Since literacy is a social practice, students must be active participants in discourse communities to develop literacy skills. As a teacher of writing and writing teachers, I believe that full participation in discourse requires not only the development of writing practices, but also reciprocal reading practices. My writing instruction accordingly puts reading and writing practices in conversation.
My writing instruction begins with teaching students to engage critically with a writer’s ideas and to “read like writers,” understanding how writers respond to their rhetorical situations and making choices to meet the needs of their audience and their own purposes for writing. I ask my students to write their way into these essential reading practices through annotation assignments. As one of my students observed in an end-of-course reflection, “Annotation makes you a participant in a text, not a bystander.” Indeed, I argue that annotation facilitates conversation between reader, writer, and text and reading and writing practice.
In my courses, annotation is not merely a private practice; my students and I also share the digital margins of texts in a practice called social annotation. My students read their peers’ annotations and build on the shared ideas by asking questions, marking helping annotations, and amplifying peer comments with their own interpretations.
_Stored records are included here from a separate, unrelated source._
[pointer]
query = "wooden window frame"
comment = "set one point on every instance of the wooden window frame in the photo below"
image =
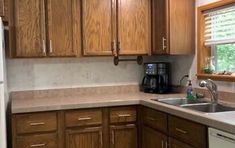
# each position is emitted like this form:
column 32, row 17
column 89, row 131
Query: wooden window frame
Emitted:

I then use the visible, marginal conversations to design lessons which build on their knowledge and draw attention to ideas that might otherwise be overlooked.
In the same way that I view writing and reading as conversation, so do I view teaching and learning. My students to annotate a draft of our course syllabus on the first day of class. I invite them to add their questions, comments, previous experiences, and personal reactions. We are then able to address the goals and experiences of each class and to put those expectations in conversation with the department and university goals for the course. We repeat this process with each major assignment, using their annotations to revise the plans to meet our shared goals as the semester unfolds.
Still, I do not want to teach my students to participate only in classroom-centered writing work. Instead, I want them to find space to participate in ongoing academic conversations and to extend that academic discourse to public audiences. To fully participate in these conversations, students must learn to write not for me, their instructor, but for other audiences. Like many writing teachers, I field many questions from my students about how long a paper should be or how many sources they should cite. My students sometimes seem disappointed by my response, especially at the beginning of the term. “That’s a really good question,” I reply and direct students back to their readings to describe how the authors chose to write the model texts we study and how they and their peers, understand the effectiveness of those choices. Turning back to our shared reading and annotation helps us to meet one of my core instructional goals: developing reading strategies that enable students to write well for others beyond our classroom—in their majors, careers, and personal lives.
Visitors to that last meeting of my first-year writing class would find students workshopping their final assignments. They might be greeted by the opening bars of an orchestral composition surging into the room, a group of students crowding around a phone to watch a new TikTok video, and handwritten letters addressed to Flint City Hall lying open on a table. At first glance, the scene might not look much like an academic writing class. But if the visitors were to pause in wandering around the room, they would hear my students asking, “How has your target audience changed?” and noting, “I discovered there were 4 genres of videos. And mine is definitely a sub-type of one of those.” By the end of each semester, my students have learned to use their reading and annotation to adapt their writing to the expectations of their audience and to discuss the expectations embedded within the genres in which they write not as rules, but as possibilities for their own choices. Their writing skills exceed those which I could explicitly teach.
It is this same interest in exploring possible choices which guides my own research agenda. Just as my students revise their writing to meet the needs of their own audiences, I continually revise my instruction to meet the needs of my students and share my learning with others in the profession.
I seek out opportunities for my students to publicly share their work. As a literature teacher, I co-founded our school’s literary magazine and helped my students to present their writing at the 2016 Native American Literature Symposium. Additionally, I collaborated with my pre-service teachers to present our reflections on blogging.